I miss the old days, where all you needed was a joystick and the fire button. Either that, or a mini steering wheel with a lever or button to go from high gear to low.

About the only modern video games I enjoy playing are “Crazy Taxi” and “Mocap Boxing.” “Crazy Taxi” is simple: drive like hell to get your passenger to his/her destination as quickly as possible. This game fulfills my urge to drive over lawns and smash into garbage cans and telephone booths. In this game, you are allowed to do that, in order to get bonus points for speed. My character choices are simple: I can be the chick, or I can choose from three or four men. There’s no snagging the Rasta man’s car AND being able to be the chick. Whatever ride she has, I’m stuck with it. But that really doesn’t bother me.
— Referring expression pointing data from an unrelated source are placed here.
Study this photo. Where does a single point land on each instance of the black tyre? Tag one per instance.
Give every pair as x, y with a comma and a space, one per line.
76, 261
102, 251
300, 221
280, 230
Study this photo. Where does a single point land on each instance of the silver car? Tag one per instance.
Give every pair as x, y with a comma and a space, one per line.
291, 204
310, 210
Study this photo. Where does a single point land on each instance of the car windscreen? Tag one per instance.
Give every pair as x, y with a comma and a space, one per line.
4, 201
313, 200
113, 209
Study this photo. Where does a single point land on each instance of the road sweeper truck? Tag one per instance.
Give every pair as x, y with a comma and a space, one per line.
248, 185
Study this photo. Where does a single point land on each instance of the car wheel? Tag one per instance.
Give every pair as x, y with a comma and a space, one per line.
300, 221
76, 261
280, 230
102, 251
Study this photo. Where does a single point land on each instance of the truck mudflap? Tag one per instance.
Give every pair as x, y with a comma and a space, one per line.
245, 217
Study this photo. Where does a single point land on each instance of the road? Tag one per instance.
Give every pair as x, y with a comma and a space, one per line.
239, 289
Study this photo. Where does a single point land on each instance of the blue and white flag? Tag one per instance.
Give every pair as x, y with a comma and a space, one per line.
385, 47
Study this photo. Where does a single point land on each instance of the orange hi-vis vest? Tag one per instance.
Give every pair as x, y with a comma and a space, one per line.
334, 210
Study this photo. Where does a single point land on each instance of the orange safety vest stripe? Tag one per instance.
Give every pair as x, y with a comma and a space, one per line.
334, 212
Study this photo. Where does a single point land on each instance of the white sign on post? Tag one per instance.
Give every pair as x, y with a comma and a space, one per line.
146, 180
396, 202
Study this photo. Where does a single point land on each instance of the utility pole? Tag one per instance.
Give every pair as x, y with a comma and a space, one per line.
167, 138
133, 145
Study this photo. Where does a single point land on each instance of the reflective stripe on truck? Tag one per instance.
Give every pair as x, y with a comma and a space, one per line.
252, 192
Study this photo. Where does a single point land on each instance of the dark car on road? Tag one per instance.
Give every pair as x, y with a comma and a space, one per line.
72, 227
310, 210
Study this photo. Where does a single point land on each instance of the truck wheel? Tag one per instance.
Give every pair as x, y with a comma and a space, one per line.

“Mocap Boxing” is a game that hasn’t reached Fort Wayne and probably never will. I’ve humiliated myself with “Dance Dance Revolution,” but I’m pretty good at “Mocap Boxing.” It’s basically a boxing simulator, wonderfully simple. Two plastic gloves are wired into the game console. The machine scans you before you play, to see what kind of a target you are. You punch at the screen, trying to beat a virtual boxer. Your first opponent is fairly easy, but as you move up, future opponents become more difficult. I’ve never been able to beat the 39-year-old Russian. But what I really love about this game is that at the end, it will tell you your strengths as a fighter, and tell you how many calories you burned. Like “Dance Dance Revolution,” this is a game that if you play it frequently, you’ll get in better shape, as opposed to 99.9% of the games out there which cause your butt to spread on the sofa and gradually take root.

I loved playing video games as a kid. I’d play hours of “Asteroids” only to hear the menacing music and noise of the space ships long after I shut off the game system. “Galaga” was my game, and I spent a lot of time at Putt-Putt playing it. It too was wonderfully simple: you get three space ships, and you aim at these space insects, some of which could shoot at you. If you were skillful enough, you shot one of the insects, it would kidnap you, and then if you could shoot it again without hitting the abducted ship, you got the ship back and you’d have double shooting power.

Contrast this with “Rogue Spear,” which was given to me. Several frustrating minutes were spent going around and around and around a museum, hitting walls, looking up, looking down, circling to see if ANYTHING was in range, only to hear, “man down!” and boom, one of my team members waslost. How the hell did that happen?!!! Where’s the bastard that did this? Obviously, I’m going to need lessons in how to play this. And that just seems wrong. In the old days, a brief on-screen tutorial was all you needed to get going. If I have to watch someone play a video game before I can enjoy it, well, what’s the point?

After running into pixilated walls and seeing too few targets, I gave up and put in Midway’s “Arcade’s Greatest Hits.” Call me hopelessly old school, but having one disc with games like “Gauntlet,” “Marble Madness,” “Millipede,” “Paperboy,” “Roadblasters” and “Crystal Castles” gives me a sense of relief. I mainly bought the disc for “Paperboy,” which offers a sense of humor (and satisfaction; I’m pretty good at this game, too). Maybe someday I’ll step into 21st century gaming, but having to master a game controller with 15 buttons and two joysticks might be too much for this Gen Xer.

Besides, I felt embarrassed when my Sims character burned to death because she didn’t have the brains to put out a kitchen fire. With the old school games, you just got blown up. Game Over. Simple, but just as violent. And less humiliating.